Spike’s Alert Routing supports everything covered in this guide, from severity and priority matching to payload comparators and time-based conditions. If your team is looking to put these ideas into practice, it’s worth giving it a try.


Keeping severity and priority definitions accurate

What counted as SEV-1 P1 six months ago might not deserve that label today. A team that classified every database connection spike as critical early on might find that most of those incidents now resolve on their own after a connection pool autoscaler was added. The incident is the same but the system around it has changed. If the classification doesn’t change with it, your critical escalation policy fires for incidents that no longer need an immediate phone call.

One way to spot this drift is to watch how responders react after picking up an incident. If they routinely downgrade SEV-1 to SEV-2 or P1 to P3, the original labels are probably too aggressive. If they routinely upgrade, the labels are probably too conservative.

Reviewing a month of incident data once a quarter usually catches these patterns early. Revisiting your severity and priority definitions as your systems evolve keeps your routing rules aligned with how your team actually responds to incidents.


FAQs

How should routing rules handle a SEV-1 P4 where severity and priority seem to conflict?

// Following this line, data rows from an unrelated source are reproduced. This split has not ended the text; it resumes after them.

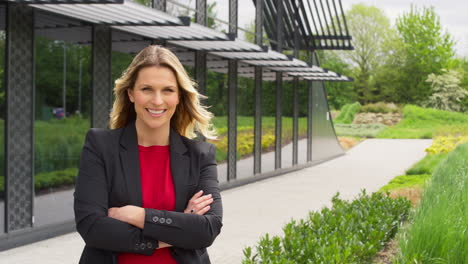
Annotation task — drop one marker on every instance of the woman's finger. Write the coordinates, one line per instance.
(202, 199)
(196, 195)
(203, 211)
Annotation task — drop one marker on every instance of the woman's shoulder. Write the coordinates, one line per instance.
(197, 145)
(103, 135)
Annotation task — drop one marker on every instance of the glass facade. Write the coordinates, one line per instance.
(302, 144)
(62, 118)
(245, 127)
(2, 121)
(287, 125)
(268, 126)
(216, 90)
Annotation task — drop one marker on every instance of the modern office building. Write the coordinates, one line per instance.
(58, 61)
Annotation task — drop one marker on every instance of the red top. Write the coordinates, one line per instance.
(158, 192)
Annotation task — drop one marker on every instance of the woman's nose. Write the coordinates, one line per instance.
(157, 99)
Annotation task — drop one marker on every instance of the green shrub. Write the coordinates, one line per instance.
(349, 232)
(380, 107)
(421, 122)
(347, 113)
(439, 230)
(359, 130)
(406, 181)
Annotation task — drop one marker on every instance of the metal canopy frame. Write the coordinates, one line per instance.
(321, 23)
(124, 13)
(75, 20)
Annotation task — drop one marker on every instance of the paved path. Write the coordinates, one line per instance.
(263, 207)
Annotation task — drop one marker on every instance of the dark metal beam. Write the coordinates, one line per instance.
(232, 99)
(258, 91)
(102, 79)
(159, 4)
(19, 125)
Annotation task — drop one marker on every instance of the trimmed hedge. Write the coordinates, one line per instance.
(349, 232)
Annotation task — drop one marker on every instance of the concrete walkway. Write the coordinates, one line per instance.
(263, 207)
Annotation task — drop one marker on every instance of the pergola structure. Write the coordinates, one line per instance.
(125, 26)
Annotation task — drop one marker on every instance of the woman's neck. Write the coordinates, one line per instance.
(151, 137)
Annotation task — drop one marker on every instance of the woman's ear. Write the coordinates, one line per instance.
(130, 95)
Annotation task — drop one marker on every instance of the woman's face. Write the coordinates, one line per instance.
(155, 96)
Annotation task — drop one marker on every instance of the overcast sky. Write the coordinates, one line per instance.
(452, 13)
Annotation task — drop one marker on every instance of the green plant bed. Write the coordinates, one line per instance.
(439, 229)
(405, 181)
(349, 232)
(347, 113)
(421, 122)
(359, 130)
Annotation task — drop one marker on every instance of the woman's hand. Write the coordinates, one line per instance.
(131, 214)
(199, 204)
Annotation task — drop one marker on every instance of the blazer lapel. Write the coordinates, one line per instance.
(130, 160)
(179, 168)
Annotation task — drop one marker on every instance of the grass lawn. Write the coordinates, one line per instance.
(421, 122)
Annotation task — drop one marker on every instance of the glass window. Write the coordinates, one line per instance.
(287, 124)
(268, 123)
(2, 121)
(245, 126)
(302, 145)
(63, 111)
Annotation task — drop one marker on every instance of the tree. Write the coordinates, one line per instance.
(448, 94)
(427, 50)
(368, 25)
(339, 93)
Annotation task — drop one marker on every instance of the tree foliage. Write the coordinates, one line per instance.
(428, 49)
(447, 92)
(368, 25)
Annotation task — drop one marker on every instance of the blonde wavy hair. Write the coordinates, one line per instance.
(190, 115)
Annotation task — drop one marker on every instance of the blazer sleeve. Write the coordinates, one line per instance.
(91, 205)
(190, 231)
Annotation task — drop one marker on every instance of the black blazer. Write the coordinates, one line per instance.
(109, 176)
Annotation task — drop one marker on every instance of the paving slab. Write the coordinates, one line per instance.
(252, 210)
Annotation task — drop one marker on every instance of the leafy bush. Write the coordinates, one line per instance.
(439, 230)
(349, 232)
(347, 113)
(447, 93)
(421, 122)
(380, 107)
(359, 130)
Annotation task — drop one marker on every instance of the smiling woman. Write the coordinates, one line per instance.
(155, 197)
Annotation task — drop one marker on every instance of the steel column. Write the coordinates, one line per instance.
(232, 99)
(295, 120)
(297, 47)
(200, 56)
(232, 120)
(102, 95)
(258, 92)
(160, 5)
(279, 87)
(19, 128)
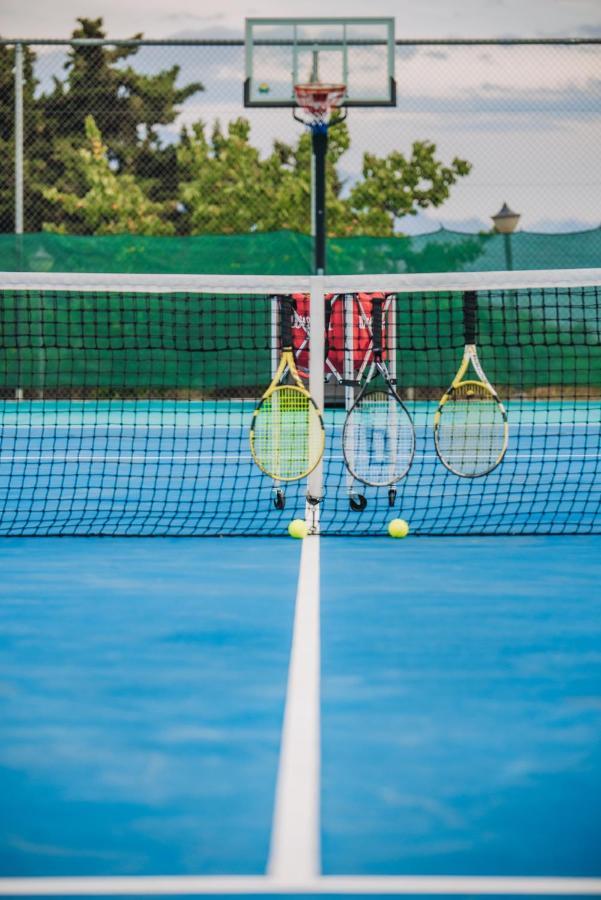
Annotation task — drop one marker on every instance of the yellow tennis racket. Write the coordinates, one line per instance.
(470, 426)
(287, 437)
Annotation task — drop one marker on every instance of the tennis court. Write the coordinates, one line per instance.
(146, 688)
(245, 713)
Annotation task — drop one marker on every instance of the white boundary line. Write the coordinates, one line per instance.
(330, 884)
(295, 853)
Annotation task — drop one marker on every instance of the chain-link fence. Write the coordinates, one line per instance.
(152, 138)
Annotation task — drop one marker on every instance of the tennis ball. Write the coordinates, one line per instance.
(298, 528)
(398, 528)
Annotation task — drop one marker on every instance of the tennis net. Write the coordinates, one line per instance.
(126, 401)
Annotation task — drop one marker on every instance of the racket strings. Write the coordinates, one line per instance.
(472, 431)
(378, 439)
(287, 435)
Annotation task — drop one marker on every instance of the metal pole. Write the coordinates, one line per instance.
(316, 389)
(508, 253)
(320, 147)
(18, 139)
(18, 131)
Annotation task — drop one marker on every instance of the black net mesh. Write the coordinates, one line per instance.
(128, 413)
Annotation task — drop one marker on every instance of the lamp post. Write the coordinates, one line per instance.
(505, 222)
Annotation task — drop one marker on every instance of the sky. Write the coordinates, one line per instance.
(426, 18)
(527, 118)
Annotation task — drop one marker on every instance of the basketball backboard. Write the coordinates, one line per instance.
(356, 52)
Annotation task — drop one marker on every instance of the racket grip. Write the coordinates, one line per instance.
(376, 326)
(470, 303)
(286, 311)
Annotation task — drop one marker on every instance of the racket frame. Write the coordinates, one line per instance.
(378, 366)
(287, 366)
(470, 355)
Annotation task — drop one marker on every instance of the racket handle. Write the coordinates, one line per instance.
(470, 304)
(286, 311)
(376, 327)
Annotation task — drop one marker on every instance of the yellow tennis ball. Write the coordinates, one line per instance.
(398, 528)
(298, 528)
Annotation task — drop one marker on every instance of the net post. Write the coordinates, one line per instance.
(316, 389)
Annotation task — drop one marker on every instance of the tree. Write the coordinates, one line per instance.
(112, 203)
(128, 107)
(229, 188)
(395, 186)
(35, 144)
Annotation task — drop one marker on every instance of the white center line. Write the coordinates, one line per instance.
(295, 853)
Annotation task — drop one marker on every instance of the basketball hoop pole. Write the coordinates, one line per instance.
(319, 138)
(317, 102)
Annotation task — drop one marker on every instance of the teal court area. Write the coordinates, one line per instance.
(238, 716)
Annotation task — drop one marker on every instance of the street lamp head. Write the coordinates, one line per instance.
(505, 221)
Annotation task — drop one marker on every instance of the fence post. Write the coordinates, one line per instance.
(18, 139)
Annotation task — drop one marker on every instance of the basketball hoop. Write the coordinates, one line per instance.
(317, 102)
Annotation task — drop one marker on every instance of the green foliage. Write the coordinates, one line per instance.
(229, 188)
(112, 203)
(396, 186)
(95, 161)
(128, 107)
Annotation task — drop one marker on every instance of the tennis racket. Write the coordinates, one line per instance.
(470, 426)
(378, 437)
(287, 436)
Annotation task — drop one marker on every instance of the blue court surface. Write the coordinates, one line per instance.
(256, 715)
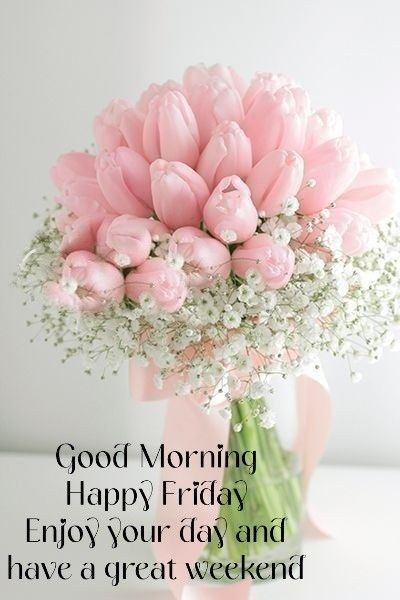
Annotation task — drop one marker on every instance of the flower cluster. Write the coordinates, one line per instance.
(223, 231)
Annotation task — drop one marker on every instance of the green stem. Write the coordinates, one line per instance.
(274, 490)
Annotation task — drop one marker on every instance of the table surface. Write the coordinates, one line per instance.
(359, 506)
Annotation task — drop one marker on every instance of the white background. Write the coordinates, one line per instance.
(61, 62)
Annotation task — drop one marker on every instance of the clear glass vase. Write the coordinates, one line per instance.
(274, 492)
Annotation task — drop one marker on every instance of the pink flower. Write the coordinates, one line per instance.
(277, 120)
(229, 213)
(81, 233)
(170, 130)
(274, 179)
(179, 193)
(124, 241)
(119, 124)
(274, 263)
(205, 258)
(73, 166)
(155, 278)
(107, 126)
(124, 178)
(213, 102)
(323, 125)
(132, 121)
(200, 75)
(227, 153)
(87, 283)
(329, 170)
(265, 82)
(156, 89)
(374, 193)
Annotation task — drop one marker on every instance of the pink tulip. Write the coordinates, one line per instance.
(274, 263)
(73, 166)
(329, 170)
(323, 125)
(155, 89)
(179, 193)
(213, 102)
(374, 193)
(274, 179)
(227, 153)
(205, 258)
(80, 234)
(132, 122)
(87, 283)
(124, 178)
(156, 229)
(170, 130)
(229, 213)
(264, 82)
(124, 241)
(155, 278)
(107, 126)
(277, 120)
(200, 75)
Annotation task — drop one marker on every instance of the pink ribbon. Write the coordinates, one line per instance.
(189, 428)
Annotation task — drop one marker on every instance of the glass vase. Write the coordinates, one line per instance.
(274, 492)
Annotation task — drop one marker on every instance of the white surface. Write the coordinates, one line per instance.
(61, 62)
(358, 505)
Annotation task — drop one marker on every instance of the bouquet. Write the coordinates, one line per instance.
(223, 233)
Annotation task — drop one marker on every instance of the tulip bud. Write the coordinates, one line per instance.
(87, 283)
(329, 170)
(212, 103)
(374, 193)
(227, 153)
(205, 258)
(107, 126)
(73, 166)
(155, 89)
(229, 213)
(179, 194)
(170, 130)
(80, 234)
(124, 241)
(274, 262)
(124, 178)
(200, 75)
(274, 179)
(164, 284)
(323, 125)
(277, 120)
(132, 122)
(264, 82)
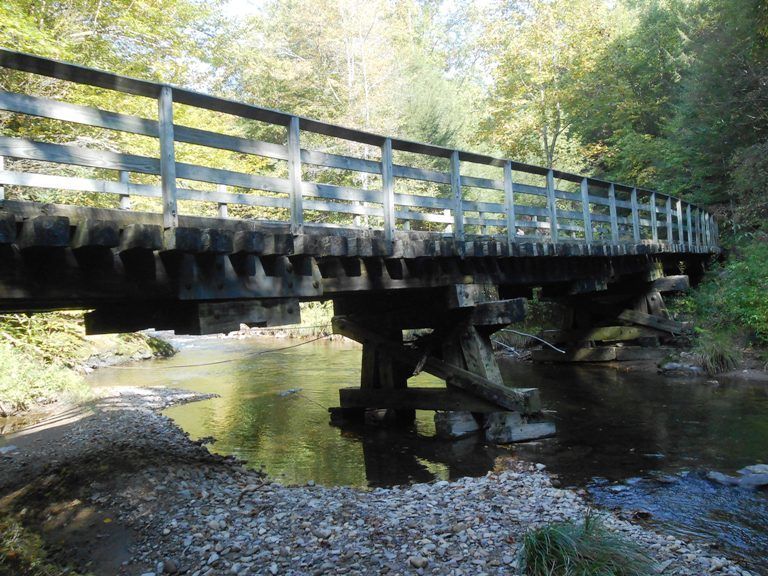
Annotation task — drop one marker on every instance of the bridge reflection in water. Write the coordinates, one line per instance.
(400, 235)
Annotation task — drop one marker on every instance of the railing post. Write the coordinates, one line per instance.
(552, 205)
(697, 226)
(654, 220)
(388, 191)
(635, 216)
(125, 199)
(509, 205)
(167, 157)
(223, 208)
(2, 188)
(458, 203)
(614, 216)
(586, 214)
(294, 176)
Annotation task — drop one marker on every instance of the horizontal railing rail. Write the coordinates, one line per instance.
(523, 203)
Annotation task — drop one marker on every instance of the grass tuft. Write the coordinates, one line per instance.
(717, 351)
(587, 548)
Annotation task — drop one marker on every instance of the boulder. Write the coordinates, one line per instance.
(508, 427)
(721, 478)
(455, 424)
(681, 369)
(755, 469)
(754, 481)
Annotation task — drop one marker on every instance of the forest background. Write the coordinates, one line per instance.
(665, 94)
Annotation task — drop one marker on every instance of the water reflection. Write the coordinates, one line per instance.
(611, 425)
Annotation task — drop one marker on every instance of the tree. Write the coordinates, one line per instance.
(542, 50)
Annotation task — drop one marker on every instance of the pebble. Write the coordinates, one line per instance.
(210, 516)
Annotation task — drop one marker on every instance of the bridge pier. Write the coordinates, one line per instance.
(628, 321)
(449, 337)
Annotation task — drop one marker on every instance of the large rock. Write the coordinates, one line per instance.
(721, 478)
(754, 481)
(458, 424)
(507, 427)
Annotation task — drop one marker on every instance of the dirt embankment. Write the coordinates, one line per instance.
(114, 487)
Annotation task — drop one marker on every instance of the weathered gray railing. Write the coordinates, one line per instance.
(592, 212)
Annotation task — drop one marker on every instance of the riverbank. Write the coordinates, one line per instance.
(114, 487)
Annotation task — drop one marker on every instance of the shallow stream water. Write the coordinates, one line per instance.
(635, 441)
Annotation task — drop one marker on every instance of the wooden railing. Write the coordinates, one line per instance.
(528, 202)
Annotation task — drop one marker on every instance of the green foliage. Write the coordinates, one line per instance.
(733, 295)
(717, 350)
(54, 337)
(25, 381)
(584, 549)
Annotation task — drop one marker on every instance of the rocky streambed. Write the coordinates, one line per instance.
(117, 488)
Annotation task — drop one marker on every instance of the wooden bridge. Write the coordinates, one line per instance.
(398, 234)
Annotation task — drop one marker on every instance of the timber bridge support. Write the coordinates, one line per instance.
(400, 235)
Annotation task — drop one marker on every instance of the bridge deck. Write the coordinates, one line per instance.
(375, 183)
(399, 234)
(318, 212)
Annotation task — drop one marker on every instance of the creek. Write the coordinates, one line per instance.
(637, 442)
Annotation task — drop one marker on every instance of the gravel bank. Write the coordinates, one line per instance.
(135, 476)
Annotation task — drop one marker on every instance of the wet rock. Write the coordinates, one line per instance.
(754, 481)
(455, 424)
(508, 427)
(417, 561)
(209, 516)
(721, 478)
(681, 369)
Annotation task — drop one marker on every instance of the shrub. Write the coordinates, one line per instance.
(587, 548)
(717, 350)
(25, 381)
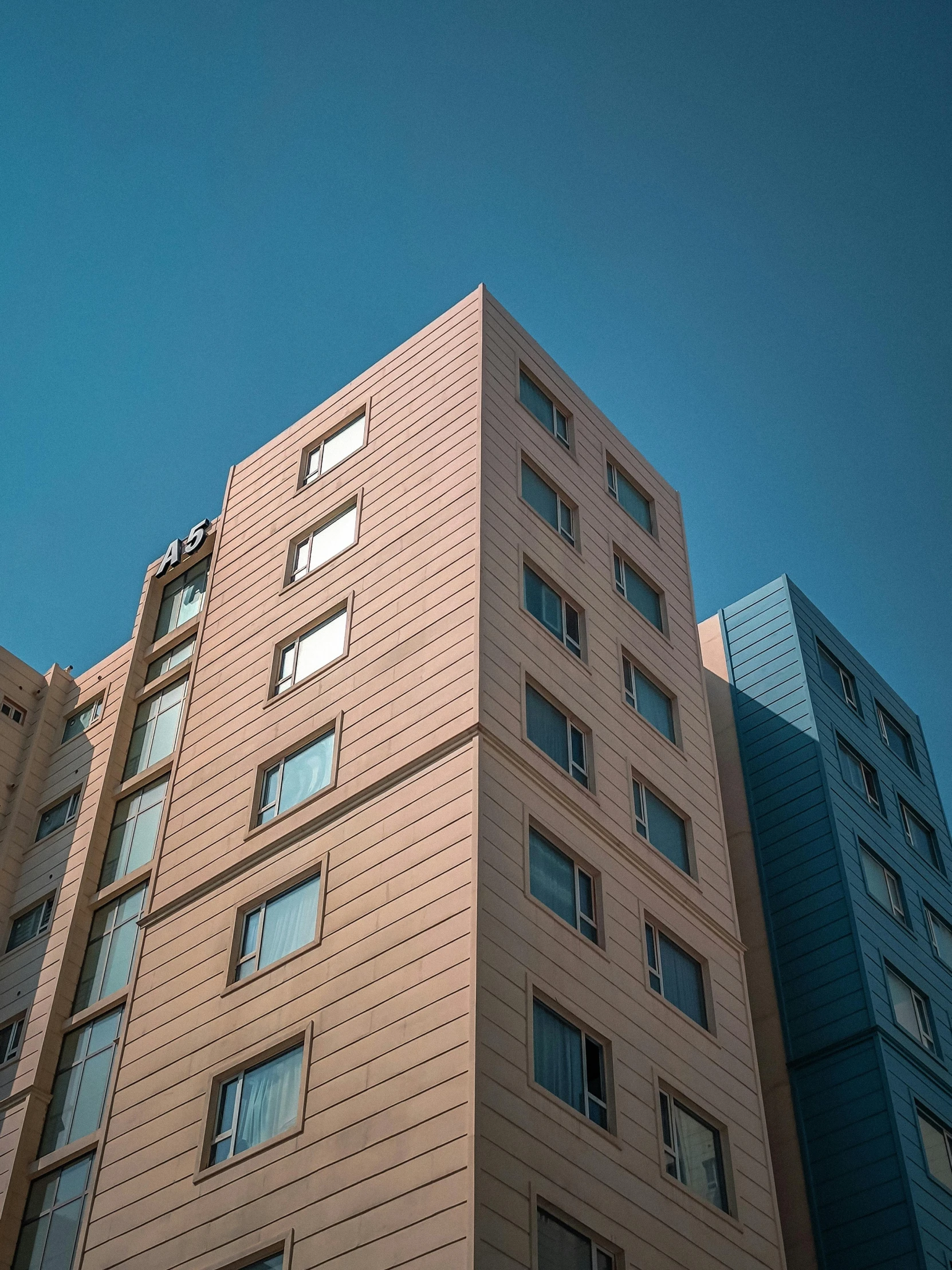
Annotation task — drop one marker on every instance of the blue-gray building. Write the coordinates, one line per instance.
(855, 865)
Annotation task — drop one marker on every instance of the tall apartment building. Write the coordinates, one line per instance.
(841, 857)
(372, 906)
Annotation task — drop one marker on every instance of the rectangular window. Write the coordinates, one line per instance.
(912, 1010)
(629, 498)
(937, 1142)
(654, 705)
(676, 974)
(111, 949)
(941, 936)
(919, 835)
(28, 925)
(174, 657)
(550, 504)
(83, 719)
(336, 449)
(561, 1248)
(859, 774)
(52, 1218)
(257, 1104)
(296, 778)
(883, 884)
(81, 1081)
(182, 598)
(56, 817)
(541, 404)
(10, 1037)
(556, 736)
(660, 826)
(692, 1153)
(312, 652)
(135, 830)
(278, 927)
(326, 542)
(569, 1063)
(560, 884)
(156, 730)
(836, 676)
(553, 612)
(639, 593)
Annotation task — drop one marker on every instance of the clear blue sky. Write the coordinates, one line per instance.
(730, 222)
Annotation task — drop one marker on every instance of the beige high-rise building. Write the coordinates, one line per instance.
(371, 907)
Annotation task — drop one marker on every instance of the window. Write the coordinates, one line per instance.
(629, 498)
(111, 948)
(257, 1104)
(28, 925)
(545, 409)
(326, 542)
(52, 1218)
(556, 736)
(660, 826)
(560, 1248)
(569, 1063)
(919, 835)
(336, 449)
(155, 730)
(938, 1149)
(10, 1037)
(692, 1153)
(561, 885)
(13, 712)
(639, 593)
(883, 884)
(175, 657)
(912, 1010)
(941, 936)
(556, 614)
(83, 719)
(135, 830)
(81, 1080)
(313, 650)
(676, 974)
(650, 701)
(836, 676)
(182, 598)
(56, 817)
(278, 927)
(296, 778)
(550, 506)
(859, 774)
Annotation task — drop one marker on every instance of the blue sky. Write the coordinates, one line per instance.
(731, 224)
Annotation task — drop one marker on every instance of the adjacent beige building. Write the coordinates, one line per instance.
(376, 908)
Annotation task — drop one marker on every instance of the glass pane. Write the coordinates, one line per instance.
(540, 496)
(654, 705)
(333, 538)
(557, 1056)
(342, 445)
(666, 831)
(536, 402)
(290, 921)
(551, 877)
(306, 773)
(320, 645)
(269, 1099)
(683, 981)
(546, 727)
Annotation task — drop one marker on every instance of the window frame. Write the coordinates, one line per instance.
(321, 437)
(242, 1063)
(297, 540)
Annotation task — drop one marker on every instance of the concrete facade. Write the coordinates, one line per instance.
(424, 1131)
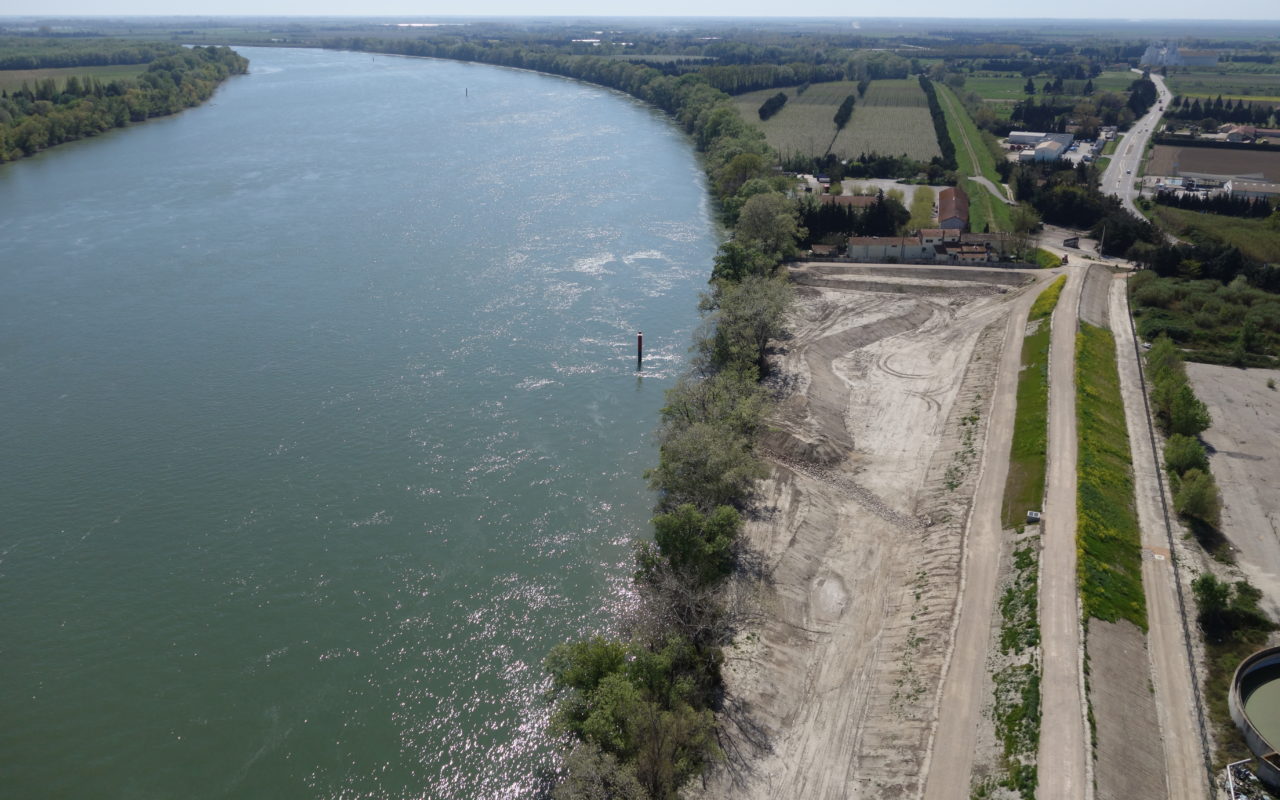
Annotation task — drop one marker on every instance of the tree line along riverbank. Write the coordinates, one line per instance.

A production database replica falling several hours behind is a good case. High severity because data loss is a real risk if the primary fails. But if a second healthy replica exists, priority might be P4 because there is no immediate customer impact. The matrix in this guide places SEV-1 P4 in the moderate tier. It still gets same-day attention through a push notification or Slack rather than sitting in the low-priority queue.

Is it better to have monitoring tools set severity or let routing rules assign it?

Both work but they solve different problems. When the monitoring tool sets severity, you get consistency at the source. When routing rules assign severity, you get flexibility because the same incident can carry different severity depending on environment or customer tier. A good middle ground is to let the monitoring tool set a baseline and use routing rules to override when additional context in the payload justifies it.

How should severity and priority work for scheduled tasks that fail outside of business hours?

A nightly ETL job or a scheduled backup that fails at 3 AM might look critical based on the service name alone. But if the job runs again at 6 AM and the failure is recoverable, waking someone up at 3 AM adds no value. A time-based condition paired with a frequency threshold can handle this well. If the job fails once overnight, a SEV-3 P5 classification with auto-acknowledge is probably enough. If it fails three times in a row, upgrading to SEV-2 P2 and paging the on-call responder is worth considering.